The Unfinished Conversation is, essentially, about a journey, or many overlapping journeys, to commitment, and a journey through difference: of class, race, and ethnicity. It is about the dialogue between displacement and belonging, of an individual, and also of a generation; the transformation of the diasporic migrant into a black British identity. It is also about the encounter with closures, essences and fixities and their gradual opening up and coming apart; the route to agency and identity, neither of which are ever settled.
In fact, ‘unsettling’ is a key characteristic of the film, both at the level of form and content. The triptych, split screen structures unsettles and destabilises our look, interrupts from the outset any notion of a singular personality or coherent narrative, and presents us with multiple voices, images, signs and sites as well as complex time frames. The triple screen also enacts the multi-accented life of Stuart Hall as academic, immigrant, and activist in (though not always of) the world he inhabits. We also see his involvement in one of the major and long lasting initiatives of the Left – the transmutation of the Universities and Left Review into the New Left Review in 1960, with Hall as editor.
As a kind of biography of a public intellectual, the film reflects Hall’s use of autobiography in the 1980s and 1990s as a strategy for theorising identity as a de-centred concept – always under construction.
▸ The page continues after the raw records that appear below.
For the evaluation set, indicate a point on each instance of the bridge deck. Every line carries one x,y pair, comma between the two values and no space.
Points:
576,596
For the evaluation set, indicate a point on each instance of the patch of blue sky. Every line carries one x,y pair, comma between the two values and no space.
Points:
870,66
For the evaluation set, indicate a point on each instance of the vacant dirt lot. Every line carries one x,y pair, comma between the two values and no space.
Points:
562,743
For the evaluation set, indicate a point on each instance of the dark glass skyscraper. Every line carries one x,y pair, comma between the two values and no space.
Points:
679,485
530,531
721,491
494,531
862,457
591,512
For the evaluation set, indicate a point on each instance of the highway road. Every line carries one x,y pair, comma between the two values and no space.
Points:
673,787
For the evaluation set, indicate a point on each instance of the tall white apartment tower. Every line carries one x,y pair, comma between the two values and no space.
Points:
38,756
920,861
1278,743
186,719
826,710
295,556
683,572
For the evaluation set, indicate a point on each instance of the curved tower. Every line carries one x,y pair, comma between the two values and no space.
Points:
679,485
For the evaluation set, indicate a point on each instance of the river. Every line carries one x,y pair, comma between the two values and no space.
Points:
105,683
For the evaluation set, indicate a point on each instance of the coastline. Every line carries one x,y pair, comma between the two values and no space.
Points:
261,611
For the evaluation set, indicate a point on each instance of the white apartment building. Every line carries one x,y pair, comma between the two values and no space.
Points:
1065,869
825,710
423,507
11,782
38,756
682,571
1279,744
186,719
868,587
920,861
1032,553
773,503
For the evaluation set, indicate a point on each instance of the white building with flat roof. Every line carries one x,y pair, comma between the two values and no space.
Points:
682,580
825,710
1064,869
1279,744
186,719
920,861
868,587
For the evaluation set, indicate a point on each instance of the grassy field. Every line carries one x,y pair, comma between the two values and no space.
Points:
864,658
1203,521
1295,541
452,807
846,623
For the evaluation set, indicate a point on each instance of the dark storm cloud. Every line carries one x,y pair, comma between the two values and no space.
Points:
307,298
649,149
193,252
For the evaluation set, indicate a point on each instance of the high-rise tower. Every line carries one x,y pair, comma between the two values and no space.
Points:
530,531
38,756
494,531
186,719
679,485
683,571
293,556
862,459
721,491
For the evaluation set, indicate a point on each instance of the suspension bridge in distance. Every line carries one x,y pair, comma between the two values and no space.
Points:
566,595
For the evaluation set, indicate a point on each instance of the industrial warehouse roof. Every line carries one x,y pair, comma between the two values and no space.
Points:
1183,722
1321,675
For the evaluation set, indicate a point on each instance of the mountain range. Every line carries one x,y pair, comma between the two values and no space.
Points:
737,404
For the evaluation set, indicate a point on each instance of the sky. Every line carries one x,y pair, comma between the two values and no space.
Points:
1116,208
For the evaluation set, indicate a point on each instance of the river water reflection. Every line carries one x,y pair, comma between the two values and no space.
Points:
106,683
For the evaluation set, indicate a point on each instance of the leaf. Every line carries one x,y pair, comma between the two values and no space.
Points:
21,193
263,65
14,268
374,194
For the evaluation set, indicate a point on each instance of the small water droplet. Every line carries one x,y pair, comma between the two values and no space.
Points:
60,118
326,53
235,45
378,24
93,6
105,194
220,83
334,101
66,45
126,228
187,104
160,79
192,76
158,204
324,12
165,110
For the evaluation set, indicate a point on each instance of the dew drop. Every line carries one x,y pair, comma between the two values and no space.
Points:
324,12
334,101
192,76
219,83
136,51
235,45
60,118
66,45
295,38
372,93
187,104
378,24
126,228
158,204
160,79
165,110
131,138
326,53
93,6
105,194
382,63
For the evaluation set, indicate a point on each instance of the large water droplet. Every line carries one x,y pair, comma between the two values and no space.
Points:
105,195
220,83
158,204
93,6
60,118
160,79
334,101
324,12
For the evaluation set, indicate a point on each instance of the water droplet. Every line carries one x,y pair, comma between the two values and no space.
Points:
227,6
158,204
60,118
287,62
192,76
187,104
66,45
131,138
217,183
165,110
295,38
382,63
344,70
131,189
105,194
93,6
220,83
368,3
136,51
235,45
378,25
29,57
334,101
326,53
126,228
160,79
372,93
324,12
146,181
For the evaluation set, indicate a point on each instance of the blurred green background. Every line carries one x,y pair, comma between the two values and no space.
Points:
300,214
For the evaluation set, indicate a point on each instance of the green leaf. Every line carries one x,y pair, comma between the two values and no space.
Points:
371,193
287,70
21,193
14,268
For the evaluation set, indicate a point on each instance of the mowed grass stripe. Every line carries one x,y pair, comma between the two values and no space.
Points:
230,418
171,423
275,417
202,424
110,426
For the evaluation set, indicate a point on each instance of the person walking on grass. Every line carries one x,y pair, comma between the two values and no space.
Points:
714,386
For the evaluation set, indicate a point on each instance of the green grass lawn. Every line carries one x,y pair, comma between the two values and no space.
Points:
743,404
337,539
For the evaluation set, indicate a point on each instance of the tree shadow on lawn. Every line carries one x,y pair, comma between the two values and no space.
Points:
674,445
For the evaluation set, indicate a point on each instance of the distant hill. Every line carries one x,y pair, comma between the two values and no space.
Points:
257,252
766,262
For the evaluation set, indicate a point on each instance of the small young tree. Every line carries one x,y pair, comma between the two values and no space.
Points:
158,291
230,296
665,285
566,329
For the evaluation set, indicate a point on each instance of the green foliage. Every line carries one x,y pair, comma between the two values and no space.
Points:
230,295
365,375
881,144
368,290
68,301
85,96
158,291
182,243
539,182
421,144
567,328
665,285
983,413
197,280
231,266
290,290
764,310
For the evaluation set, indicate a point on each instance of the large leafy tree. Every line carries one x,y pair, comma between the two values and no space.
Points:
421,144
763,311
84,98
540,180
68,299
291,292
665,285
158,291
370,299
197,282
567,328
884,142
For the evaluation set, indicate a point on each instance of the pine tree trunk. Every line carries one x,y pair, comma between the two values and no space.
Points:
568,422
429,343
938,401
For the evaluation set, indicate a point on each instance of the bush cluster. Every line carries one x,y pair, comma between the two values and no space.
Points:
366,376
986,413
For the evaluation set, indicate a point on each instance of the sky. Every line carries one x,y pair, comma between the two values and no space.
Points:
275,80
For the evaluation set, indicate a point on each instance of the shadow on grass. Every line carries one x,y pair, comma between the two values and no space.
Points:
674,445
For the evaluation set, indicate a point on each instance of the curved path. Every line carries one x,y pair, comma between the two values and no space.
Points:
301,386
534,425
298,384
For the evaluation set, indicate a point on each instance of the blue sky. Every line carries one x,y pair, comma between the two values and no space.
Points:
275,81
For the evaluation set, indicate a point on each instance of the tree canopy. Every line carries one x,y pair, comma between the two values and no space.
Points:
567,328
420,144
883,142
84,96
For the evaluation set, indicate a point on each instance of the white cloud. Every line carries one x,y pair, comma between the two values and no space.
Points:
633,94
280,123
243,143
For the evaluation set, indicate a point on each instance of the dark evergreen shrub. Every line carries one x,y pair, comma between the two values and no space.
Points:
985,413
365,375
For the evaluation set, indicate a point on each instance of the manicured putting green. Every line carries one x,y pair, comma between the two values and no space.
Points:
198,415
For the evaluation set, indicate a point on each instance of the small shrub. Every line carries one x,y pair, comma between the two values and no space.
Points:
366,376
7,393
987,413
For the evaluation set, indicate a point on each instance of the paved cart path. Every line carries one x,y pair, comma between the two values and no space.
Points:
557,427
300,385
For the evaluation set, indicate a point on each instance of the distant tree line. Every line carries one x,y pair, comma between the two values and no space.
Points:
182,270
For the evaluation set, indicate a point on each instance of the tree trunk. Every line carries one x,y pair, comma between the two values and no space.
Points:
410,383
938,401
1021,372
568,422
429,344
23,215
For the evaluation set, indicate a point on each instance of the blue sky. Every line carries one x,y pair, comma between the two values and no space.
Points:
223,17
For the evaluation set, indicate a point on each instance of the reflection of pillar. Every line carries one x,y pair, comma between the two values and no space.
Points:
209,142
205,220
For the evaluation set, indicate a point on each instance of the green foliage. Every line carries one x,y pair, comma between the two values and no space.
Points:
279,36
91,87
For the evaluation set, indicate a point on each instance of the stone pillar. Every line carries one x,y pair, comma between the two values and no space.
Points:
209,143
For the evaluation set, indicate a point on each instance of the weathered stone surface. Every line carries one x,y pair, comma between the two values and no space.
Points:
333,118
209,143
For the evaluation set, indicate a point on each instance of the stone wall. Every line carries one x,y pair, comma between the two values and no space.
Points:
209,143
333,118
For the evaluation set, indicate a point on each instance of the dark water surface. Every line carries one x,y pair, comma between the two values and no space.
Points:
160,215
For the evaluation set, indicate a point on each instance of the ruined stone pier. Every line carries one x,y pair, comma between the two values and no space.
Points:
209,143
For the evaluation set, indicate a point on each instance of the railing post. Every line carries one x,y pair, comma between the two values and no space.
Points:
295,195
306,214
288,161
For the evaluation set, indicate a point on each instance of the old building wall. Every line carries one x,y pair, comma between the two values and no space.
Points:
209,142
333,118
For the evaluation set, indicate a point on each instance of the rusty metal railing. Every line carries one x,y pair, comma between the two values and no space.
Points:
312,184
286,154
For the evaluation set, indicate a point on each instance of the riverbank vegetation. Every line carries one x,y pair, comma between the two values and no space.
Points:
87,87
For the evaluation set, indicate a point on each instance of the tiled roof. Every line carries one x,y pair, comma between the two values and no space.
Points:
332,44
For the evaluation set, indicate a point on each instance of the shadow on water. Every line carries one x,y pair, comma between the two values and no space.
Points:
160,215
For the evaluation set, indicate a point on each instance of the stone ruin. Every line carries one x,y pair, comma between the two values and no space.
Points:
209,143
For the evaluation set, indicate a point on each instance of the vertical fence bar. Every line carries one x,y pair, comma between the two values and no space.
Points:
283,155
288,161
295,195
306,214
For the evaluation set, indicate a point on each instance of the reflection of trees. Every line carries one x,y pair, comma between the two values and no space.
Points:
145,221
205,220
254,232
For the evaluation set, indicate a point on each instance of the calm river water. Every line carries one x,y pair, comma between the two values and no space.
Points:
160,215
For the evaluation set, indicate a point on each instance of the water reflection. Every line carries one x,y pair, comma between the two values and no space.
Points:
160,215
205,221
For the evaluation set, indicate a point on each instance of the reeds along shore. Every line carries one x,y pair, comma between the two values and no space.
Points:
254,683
He said that ‘paradoxically, speaking autobiographically’ allows him ‘not to be authoritative’ (quoted in James Procter, Stuart Hall, 2004). Experience per se is of no value unless critically reflected upon and, at several points in the film, reference is made to Hall’s family which he described as ‘a lower middle class family that was trying to be an upper middle class family trying to be an English Victorian family’, thereby introducing the complex and conflicted at the level of the personal, and pointing up the prominence of class in his early theoretical formation – the readings from Woolf and Peake are neat counterpoints to this.
Not only Hall, but Cultural Studies also was formed at the extended moment of decolonisation (1948-1979) – a moment when imperial power began to unravel and, with it, its presumptions, modes of understanding, and violent practices. It is a conjuncture when critique and challenge, resistances, take on new shapes partly under the influence of anti-colonial struggles and the beginnings of anti-racist activity, large scale demonstrations against the US presence in Vietnam, civil rights struggles, all of which feature in the film.
It is also a moment when class – the working class – could still be linked to industrialisation, hence the images of manufacturing industry. It is the end of an era and the beginning of another with a very different set of configurations – but the film ends there at 1968. This new set of configurations required new theoretical frameworks and these came from a range of continental theorists in the 1970s and 1980s, mainly of a Marxist or quasi-Marxist nature, liberated from the thrall of Stalinism after Hungary 1956, and with primacy given to the culture, ideology, language and the symbolic rather than the solely economic. History and context have always been crucial for Cultural Studies and the film carefully places Hall’s personal, intellectual and political formations in their specific moments of emergence.
It would be erroneous to simply read off Hall’s ideas from his autobiography but, as the film shows, he originated in a context of what Grayson Perry calls the ‘vanity of small differences’ of identity, with gradations of colour operating as codes for class preoccupations which would help to formulate his own ideas of class and race when he emerged from the colonial fantasy of Jamaica to encounter the class politics of Oxford.
Central to all Hall’s thinking is the relation between culture and power and the issue of representation in all senses of the word. Like so many other major figures in the field, Hall’s migrant/outsider status (married to a white woman when miscegenation was still a source of outrage to many) gave him a critical perspective not always available to those of us immersed in the dominant culture from birth. His ways of seeing were simultaneously colonial and postcolonial. One of his most important contributions to Cultural Studies is anti-essentialism, the destabilising of ideas of fixity in identity and in thought.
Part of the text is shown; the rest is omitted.